Off the back of his worst campaign in Formula One, Hamilton, 38, will have been desperate to revive former glories – starting at this weekend’s season-opening Bahrain Grand Prix.
But in his under-performing Mercedes machinery, Hamilton finished eighth in practice on Friday – six tenths behind Aston Martin’s Fernando Alonso – who ended the day as the surprise pace setter. Max Verstappen was next, 0.169 seconds behind.
Mercedes might have solved their porpoising woes, but they still have an unruly car, with Hamilton’s team-mate George Russell even further back in 13th, one second slower than Alonso.
And moments after stepping out of his cockpit, Hamilton delivered a damning verdict.
“We found out we are a long way off,” he said. “We knew that a little bit from last week’s test but it is a big gap. We are either where we were last year, if not, a little bit further behind.
“It is difficult for everybody, and it is really not where anyone in the team wants to be, or deserves to be, because everyone works so hard, but we are just on the wrong track.
“We have to graft away and get ourselves on the right track, but right now we are a long way off the guys in front. It looks like Aston Martin are second and we are either third or fourth.
“I have to be hopeful. There was good progress last year, but the gap wasn’t as big as it is now.
“Do I believe we can close the gap at some stage? Yes, but I think it is quite hard with the concept we have.”

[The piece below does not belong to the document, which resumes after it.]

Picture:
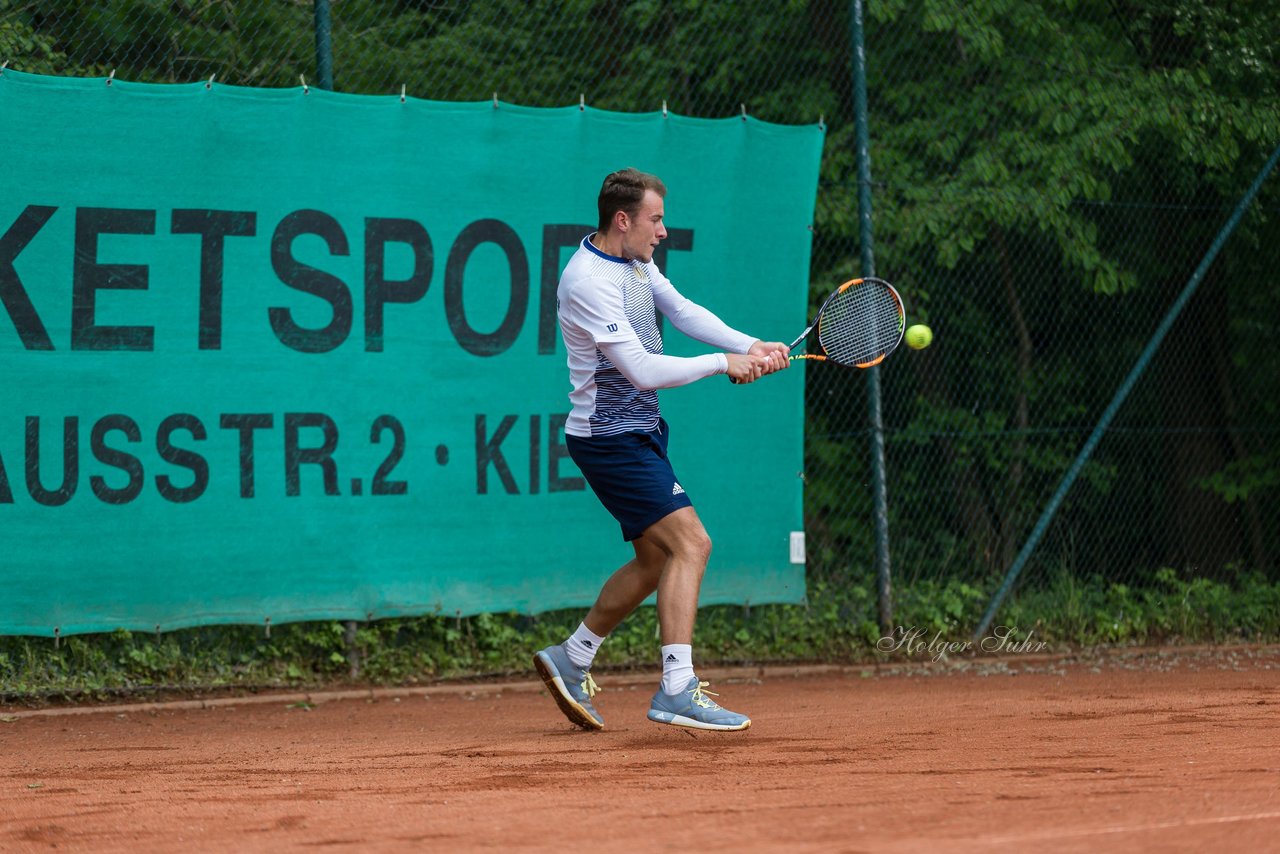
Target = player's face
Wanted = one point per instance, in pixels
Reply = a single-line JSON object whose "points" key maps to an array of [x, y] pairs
{"points": [[645, 229]]}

Hamilton’s gloomy remarks will come as a major blow, not just to the 38-year-old entering the final season of his £40million-a-year contract, but to all those at Mercedes – the team which once ruled the sport.
For now that honour lies with reigning world champions Red Bull, despite Alonso springing the prospect of a shock win by topping the time sheets in practice. Verstappen’s team-mate Sergio Perez finished third.
Lawrence Stroll, Aston Martin’s billionaire owner, set his side the target of winning the world championship in an ambitious five-year project.
But after two underwhelming seasons back on the Formula One grid – finishing seventh of the grid’s 10 teams in both 2021 and 2022 – Aston Martin have suddenly created a machine to fight at the sharp end.
Four-time world champion Sebastian Vettel headed for the hills after growing tired of making up the numbers. But his replacement Alonso – who last won a race 10 years ago and made his debut in 2001 – finds himself in the right place at the right time.
Times in practice have to be treated with a pinch of salt, but Alonso will be fuelled with belief that he could be in contention to add to his tally of 32 wins, 17 years after he claimed the second of his back-to-back championships.
“I would lie if I said it was not feeling good,” said the 41-year-old. “But everything is relative to what the other teams are doing.
“We have to be proud of the steps we have taken because it has been a very intense two or three months’ work in the factory.
“The target has to be fighting for the championship in the long term, although I don’t think that will be this year.”